UPDATE 3 – China Lending Falls More Than Expected In April As c.bank Starts To Cut Stimulus



* April new loans 1.47 trillion yuan vs. 1.6 trillion yuan forecast

* April money supply M2 + 8.1% y / y against the forecast of + 9.3%

* Outstanding TSF + 11.7% YoY vs. 12.3% in March

* TSF 1.85 trillion yuan, up from 2.25 trillion yuan forecast (adds details on slowest credit growth in nearly two decades)

BEIJING, May 12 (Reuters) – China’s new bank lending fell more-than-expected in April, while money supply growth slowed to a 21-month low as the central bank gradually reduces pandemic-triggered stimulus for debt and financial risks in hot regions. economy.

The world’s second largest economy grew at a record 18.3% in the first quarter, recovering from last year’s coronavirus shock caused by strong domestic consumption, export growth and continued government support for businesses, especially small firms.

But a spike in lending earlier this year after record lending in 2020 prompted regulators to advise banks to cut their ledgers to hedge against the risks of speculative bubbles in the country’s financial and property markets, Reuters reported.

“The April drop in overall social finance growth was much larger, and bank loans, corporate debt finance and non-standard finance showed a relatively large decline,” said Luo Yunong, a fixed income analyst at Industrial Securities.

“The main reason is weak demand for financing, not a reduction in the supply of liquidity.”

Chinese banks pledged 1.47 trillion yuan ($ 228.21 billion) in new loans in April, up from 2.73 trillion yuan in March and lagging behind analysts’ expectations in March, according to data released by the People’s Bank of China (PBOC) on Wednesday. 1.6 trillion yuan.

The amount was also below the 1.7 trillion yuan published in the same month a year earlier, when politicians took unprecedented measures to cope with the shock caused by the coronavirus crisis.

The growth in outstanding RMB loans fell to 12.3% from a year earlier, the slowest pace since February 2020, up from 12.6% in March. Analysts had expected growth of 12.5%.

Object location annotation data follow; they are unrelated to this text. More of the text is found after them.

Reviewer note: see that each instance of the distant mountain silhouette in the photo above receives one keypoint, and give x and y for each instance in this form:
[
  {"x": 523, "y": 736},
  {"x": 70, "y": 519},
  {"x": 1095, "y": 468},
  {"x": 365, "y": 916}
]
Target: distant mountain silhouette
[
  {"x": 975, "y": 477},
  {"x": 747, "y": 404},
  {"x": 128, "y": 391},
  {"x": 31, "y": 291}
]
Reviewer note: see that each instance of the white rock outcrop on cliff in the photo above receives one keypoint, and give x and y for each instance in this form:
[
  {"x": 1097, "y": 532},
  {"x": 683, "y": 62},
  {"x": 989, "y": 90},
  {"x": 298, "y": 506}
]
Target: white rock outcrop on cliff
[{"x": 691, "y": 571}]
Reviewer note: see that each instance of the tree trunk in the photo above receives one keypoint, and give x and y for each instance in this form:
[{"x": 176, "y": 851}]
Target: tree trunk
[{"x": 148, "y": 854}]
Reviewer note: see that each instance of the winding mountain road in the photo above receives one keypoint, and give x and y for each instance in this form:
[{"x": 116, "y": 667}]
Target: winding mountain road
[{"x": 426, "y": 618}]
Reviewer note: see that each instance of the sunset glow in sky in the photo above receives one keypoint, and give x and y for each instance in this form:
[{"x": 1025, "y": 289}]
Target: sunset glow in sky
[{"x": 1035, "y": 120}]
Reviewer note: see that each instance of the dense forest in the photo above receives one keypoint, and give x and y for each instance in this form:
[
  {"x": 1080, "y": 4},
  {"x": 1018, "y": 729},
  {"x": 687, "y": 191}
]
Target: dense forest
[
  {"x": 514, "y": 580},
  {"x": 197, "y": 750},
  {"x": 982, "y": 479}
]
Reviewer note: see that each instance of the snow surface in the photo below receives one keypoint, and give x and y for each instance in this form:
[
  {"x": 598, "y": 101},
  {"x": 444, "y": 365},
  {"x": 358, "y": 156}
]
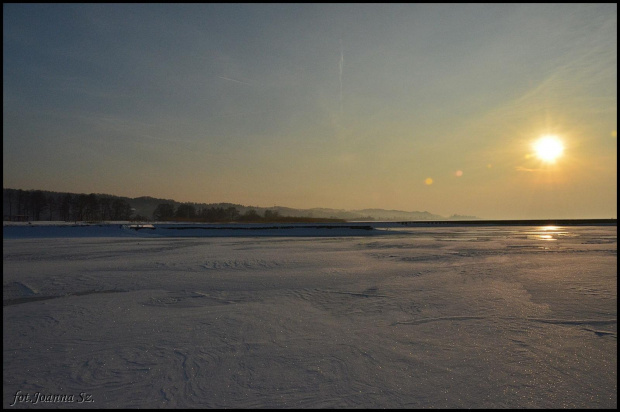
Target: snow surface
[{"x": 309, "y": 317}]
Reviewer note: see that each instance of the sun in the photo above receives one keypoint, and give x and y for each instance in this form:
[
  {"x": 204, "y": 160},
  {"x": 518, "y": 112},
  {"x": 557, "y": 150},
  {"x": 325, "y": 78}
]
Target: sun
[{"x": 549, "y": 148}]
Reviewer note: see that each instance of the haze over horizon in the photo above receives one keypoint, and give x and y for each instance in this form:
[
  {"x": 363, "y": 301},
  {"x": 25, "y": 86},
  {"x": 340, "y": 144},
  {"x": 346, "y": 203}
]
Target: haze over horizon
[{"x": 413, "y": 107}]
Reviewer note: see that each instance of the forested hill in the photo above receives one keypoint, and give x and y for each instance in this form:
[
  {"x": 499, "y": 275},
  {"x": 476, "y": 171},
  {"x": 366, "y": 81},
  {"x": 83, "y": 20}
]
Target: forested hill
[{"x": 46, "y": 205}]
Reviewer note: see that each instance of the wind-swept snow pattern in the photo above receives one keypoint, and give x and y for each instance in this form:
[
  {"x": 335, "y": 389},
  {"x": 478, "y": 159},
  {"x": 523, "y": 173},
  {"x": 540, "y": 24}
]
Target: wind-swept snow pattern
[{"x": 386, "y": 317}]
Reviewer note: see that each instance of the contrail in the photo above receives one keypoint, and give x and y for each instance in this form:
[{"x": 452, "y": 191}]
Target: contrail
[
  {"x": 341, "y": 66},
  {"x": 233, "y": 80}
]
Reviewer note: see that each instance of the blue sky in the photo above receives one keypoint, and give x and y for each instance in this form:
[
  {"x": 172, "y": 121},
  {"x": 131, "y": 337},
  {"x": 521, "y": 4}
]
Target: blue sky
[{"x": 316, "y": 105}]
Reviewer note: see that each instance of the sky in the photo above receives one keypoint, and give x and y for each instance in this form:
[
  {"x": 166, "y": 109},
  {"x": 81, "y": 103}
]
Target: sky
[{"x": 415, "y": 107}]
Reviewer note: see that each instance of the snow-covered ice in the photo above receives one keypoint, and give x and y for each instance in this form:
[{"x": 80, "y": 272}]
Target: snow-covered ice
[{"x": 310, "y": 317}]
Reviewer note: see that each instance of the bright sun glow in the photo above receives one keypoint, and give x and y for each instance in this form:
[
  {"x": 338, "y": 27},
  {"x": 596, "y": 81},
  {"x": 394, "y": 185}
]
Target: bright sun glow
[{"x": 548, "y": 148}]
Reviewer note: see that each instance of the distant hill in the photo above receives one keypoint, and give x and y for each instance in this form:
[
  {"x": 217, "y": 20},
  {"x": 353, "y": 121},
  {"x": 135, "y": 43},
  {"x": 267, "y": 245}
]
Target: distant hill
[{"x": 145, "y": 206}]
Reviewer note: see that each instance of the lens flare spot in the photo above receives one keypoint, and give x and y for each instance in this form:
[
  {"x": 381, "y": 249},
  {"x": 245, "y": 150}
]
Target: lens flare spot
[{"x": 548, "y": 148}]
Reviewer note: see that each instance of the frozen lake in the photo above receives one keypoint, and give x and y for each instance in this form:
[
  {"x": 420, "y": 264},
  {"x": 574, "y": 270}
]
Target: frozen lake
[{"x": 388, "y": 317}]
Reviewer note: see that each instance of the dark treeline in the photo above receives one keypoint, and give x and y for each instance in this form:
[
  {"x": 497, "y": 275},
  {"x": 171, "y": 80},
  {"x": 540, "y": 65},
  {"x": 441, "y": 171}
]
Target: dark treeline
[
  {"x": 34, "y": 205},
  {"x": 188, "y": 212}
]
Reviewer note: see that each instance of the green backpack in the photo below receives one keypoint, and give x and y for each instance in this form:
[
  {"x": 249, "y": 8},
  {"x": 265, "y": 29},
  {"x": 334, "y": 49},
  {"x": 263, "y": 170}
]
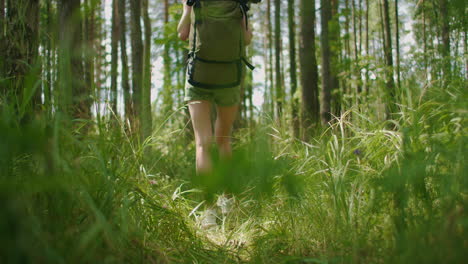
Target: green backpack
[{"x": 217, "y": 54}]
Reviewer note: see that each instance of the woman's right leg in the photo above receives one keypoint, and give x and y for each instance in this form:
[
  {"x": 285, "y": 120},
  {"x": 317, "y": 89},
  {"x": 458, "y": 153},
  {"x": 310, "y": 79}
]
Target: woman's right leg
[{"x": 200, "y": 112}]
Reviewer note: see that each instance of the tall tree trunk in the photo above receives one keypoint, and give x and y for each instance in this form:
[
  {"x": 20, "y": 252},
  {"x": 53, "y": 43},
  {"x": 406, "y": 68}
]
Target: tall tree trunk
[
  {"x": 2, "y": 41},
  {"x": 366, "y": 86},
  {"x": 424, "y": 40},
  {"x": 21, "y": 54},
  {"x": 48, "y": 60},
  {"x": 270, "y": 54},
  {"x": 357, "y": 70},
  {"x": 444, "y": 13},
  {"x": 137, "y": 59},
  {"x": 325, "y": 14},
  {"x": 167, "y": 85},
  {"x": 146, "y": 118},
  {"x": 32, "y": 31},
  {"x": 390, "y": 83},
  {"x": 347, "y": 45},
  {"x": 335, "y": 44},
  {"x": 292, "y": 67},
  {"x": 397, "y": 43},
  {"x": 114, "y": 54},
  {"x": 308, "y": 64},
  {"x": 74, "y": 102},
  {"x": 129, "y": 112},
  {"x": 279, "y": 88}
]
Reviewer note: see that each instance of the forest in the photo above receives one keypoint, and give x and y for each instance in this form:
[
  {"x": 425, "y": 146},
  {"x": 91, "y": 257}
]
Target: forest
[{"x": 349, "y": 146}]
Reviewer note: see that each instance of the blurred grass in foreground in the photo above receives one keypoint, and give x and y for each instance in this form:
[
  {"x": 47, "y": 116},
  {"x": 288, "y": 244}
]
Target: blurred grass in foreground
[{"x": 358, "y": 193}]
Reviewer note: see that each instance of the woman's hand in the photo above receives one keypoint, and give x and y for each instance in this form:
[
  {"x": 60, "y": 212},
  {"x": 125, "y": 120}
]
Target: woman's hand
[{"x": 184, "y": 24}]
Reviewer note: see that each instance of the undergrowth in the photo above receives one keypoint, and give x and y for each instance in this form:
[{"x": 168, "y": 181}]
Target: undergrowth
[{"x": 358, "y": 192}]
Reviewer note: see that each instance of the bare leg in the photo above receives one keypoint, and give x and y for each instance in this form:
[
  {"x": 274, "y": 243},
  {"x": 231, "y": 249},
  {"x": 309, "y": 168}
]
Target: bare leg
[
  {"x": 200, "y": 111},
  {"x": 223, "y": 129}
]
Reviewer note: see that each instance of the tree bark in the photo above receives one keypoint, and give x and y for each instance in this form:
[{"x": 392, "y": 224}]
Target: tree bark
[
  {"x": 129, "y": 112},
  {"x": 335, "y": 47},
  {"x": 20, "y": 50},
  {"x": 137, "y": 59},
  {"x": 146, "y": 118},
  {"x": 75, "y": 102},
  {"x": 397, "y": 43},
  {"x": 114, "y": 54},
  {"x": 325, "y": 14},
  {"x": 279, "y": 88},
  {"x": 308, "y": 64},
  {"x": 366, "y": 85},
  {"x": 270, "y": 55},
  {"x": 167, "y": 93},
  {"x": 444, "y": 13},
  {"x": 292, "y": 67},
  {"x": 390, "y": 83}
]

Except for the sharp drop seen during the COVID-19 quarantine early last year, credit growth in April was the slowest since 2002.

Broad money M2 grew 8.1% year-over-year, falling to its lowest level since July 2019, well below Reuters’ forecasts of 9.3%. In March, it grew by 9.4%.

Investors are increasingly worried about tightening policies as Beijing seeks to pull out of emergency measures now as the economy recovers from the depths of the pandemic and policymakers focus on containing debt risks.

Top leaders reiterated their pledge last week that they would not make a sharp turn in macro policy and make the economic recovery more balanced.

The government has extended the preferential loan repayment scheme for small businesses until the end of this year.

While no interest rate hike in China is foreseen this year due to persisting global uncertainty, most analysts expect policy normalization to continue and previous stimulus policies to be phased out, with credit conditions likely to remain relatively tight throughout the year.

Growth in outstanding general social finance (TPF), a broad measure of credit and liquidity in the economy, slowed to 11.7% in April from a year earlier and from 12.3% in March.

“We predicted a slowdown in lending growth to 11.5% around the middle of this year. In any case, the latest data suggests that the slowdown in growth is happening even faster, ”says Capital Economics.

“And we expect that in the second half of the year it will remain up to 10.5% in December. If that happens, it will be a permanent setback for the economy in the next few quarters. ”

TSF includes off-balance sheet forms of finance that exist outside of the traditional bank lending system, such as initial public offerings, loans from trust companies, and bond sales.

TSF fell short of expectations in April when it fell to 1.85 trillion yuan from 3.34 trillion yuan in March. Analysts polled by Reuters had expected the April TSF to be 2.25 trillion yuan.